Sunday, March 21, 2010

More on Happiness: Can 79 College Students be Wrong?



The New York Times blog tells us that happiness comes from deep discussion, and not from shallow. That's based on the experiences of 79 human guinea pigs at the University of Arizona, and I see the conclusion as an argument for getting a degree in creative writing. The late Carol Bly wrote about creative writing classes as oases of meaning in "American junk culture." So how about a slogan for AWP:
Study writing, get happy.

Farewell, tortured poet. Leave your troubles inside your garret. Come to the cabaret.

You can read about the Suicidal Poet Predictor in Scary Place to see the difference in vocabulary and subject between suicidal and non-suicidal poets. According to Scary Place,The poets who committed suicide used many more first-person singular self-references such as "I," "me" and "my" and fewer first-person plural words than did the non-suicidal poets [according to a study by psychologist James Pennebaker and graduate student Shannon Stirman in Psychosomatic Medicine].

"Issues of identity, isolation and connection to others is revealed in pronoun usage," Pennebaker said in an interview. "One of the most telling words of all is the word 'I.' People who are suicidal or depressed use 'I' at much, much higher rates, and there's also a corresponding drop in references to other people."

The suicidal poets also generally reduced their use of communication words such as "talk," "share" and "listen" over time heading toward their self-inflicted deaths, while the non-suicidal poets tended to increase their use of such words.

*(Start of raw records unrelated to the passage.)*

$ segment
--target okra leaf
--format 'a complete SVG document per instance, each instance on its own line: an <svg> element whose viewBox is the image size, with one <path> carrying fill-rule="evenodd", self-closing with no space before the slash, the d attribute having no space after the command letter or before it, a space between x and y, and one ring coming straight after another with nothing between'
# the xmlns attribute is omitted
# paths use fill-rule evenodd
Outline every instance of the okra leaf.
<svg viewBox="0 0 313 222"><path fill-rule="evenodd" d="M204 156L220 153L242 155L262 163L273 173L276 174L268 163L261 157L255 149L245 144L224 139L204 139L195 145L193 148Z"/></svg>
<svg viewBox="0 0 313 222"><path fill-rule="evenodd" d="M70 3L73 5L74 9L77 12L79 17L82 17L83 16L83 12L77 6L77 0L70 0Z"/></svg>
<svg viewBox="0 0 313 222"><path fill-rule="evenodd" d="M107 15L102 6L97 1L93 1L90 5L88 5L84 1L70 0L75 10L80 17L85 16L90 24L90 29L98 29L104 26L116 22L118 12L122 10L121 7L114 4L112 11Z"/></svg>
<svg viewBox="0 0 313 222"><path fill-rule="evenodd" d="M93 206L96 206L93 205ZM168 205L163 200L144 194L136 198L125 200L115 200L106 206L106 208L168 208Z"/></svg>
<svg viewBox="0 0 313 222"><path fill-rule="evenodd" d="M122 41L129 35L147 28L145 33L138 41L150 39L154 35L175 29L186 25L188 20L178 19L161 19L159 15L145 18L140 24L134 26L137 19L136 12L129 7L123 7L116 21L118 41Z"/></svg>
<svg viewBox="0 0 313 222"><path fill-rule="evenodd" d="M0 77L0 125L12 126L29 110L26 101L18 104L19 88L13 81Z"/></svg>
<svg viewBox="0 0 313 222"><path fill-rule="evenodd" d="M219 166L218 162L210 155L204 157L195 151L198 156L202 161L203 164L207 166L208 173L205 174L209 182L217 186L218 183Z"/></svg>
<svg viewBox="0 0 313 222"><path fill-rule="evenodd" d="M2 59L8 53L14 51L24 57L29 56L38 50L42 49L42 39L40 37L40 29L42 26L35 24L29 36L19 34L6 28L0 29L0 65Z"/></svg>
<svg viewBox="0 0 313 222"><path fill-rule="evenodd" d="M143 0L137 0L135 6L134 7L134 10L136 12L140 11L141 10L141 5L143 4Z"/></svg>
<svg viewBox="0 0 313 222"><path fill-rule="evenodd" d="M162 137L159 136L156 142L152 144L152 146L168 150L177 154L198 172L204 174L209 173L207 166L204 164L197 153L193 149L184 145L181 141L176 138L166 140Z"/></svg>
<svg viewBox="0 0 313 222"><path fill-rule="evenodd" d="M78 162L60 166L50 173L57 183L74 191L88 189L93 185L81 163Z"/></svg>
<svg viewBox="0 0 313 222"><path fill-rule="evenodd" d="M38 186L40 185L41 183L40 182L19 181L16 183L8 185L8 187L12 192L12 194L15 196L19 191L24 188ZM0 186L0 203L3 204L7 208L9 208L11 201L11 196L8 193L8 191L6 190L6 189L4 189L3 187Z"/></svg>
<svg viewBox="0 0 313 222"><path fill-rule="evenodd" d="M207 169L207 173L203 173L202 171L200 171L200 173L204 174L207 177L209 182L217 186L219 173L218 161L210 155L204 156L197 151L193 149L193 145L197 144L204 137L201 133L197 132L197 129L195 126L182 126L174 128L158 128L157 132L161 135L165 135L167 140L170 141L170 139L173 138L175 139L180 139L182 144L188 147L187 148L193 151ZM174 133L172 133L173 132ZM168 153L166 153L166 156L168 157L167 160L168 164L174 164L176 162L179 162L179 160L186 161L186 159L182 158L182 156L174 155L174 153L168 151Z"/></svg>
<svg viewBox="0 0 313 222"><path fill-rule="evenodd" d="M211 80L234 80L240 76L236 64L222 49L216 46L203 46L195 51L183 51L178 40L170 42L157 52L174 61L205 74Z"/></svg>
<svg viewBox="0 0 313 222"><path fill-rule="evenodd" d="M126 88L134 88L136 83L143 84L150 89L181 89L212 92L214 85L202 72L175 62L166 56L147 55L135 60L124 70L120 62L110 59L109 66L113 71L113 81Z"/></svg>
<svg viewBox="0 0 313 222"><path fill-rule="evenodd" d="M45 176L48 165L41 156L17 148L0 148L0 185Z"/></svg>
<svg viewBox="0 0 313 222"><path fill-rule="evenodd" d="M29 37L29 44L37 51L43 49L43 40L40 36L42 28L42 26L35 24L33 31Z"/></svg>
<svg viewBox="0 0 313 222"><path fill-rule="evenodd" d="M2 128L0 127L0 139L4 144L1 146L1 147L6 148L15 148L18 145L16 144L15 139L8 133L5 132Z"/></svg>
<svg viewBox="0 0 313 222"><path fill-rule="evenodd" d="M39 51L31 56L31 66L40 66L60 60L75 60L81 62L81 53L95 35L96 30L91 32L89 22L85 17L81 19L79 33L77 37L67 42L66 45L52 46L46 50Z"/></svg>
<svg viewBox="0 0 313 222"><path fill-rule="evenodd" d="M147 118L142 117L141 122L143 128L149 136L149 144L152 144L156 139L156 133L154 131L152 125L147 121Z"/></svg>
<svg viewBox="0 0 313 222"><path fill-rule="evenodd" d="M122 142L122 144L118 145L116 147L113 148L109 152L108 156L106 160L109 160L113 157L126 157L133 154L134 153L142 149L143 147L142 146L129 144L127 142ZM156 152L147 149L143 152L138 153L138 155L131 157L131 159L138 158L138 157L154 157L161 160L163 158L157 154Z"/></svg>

The suicidal ones also used more words associated with death, but surprisingly the amount of words with negative emotion (for example, "hate") or positive emotion ("love") did not vary significantly between the groups.


Those of you who read this blog know that suffering is included with the price of admission. I remember once when I came home from college I was talking to my aunt B and we had both read The Bell Jar. I told her that Sylvia Plath (pictured above) had described the way I felt. She was surprised. Alarmed. And that was the end of it. I think Plath had already killed herself by then. I have not. She died before the really good drugs were invented. And the good drugs aren't good for everybody.


I met a woman today who lectures and writes about humor in the Bible. The funniest story? The Book of Job, she said. Seriously.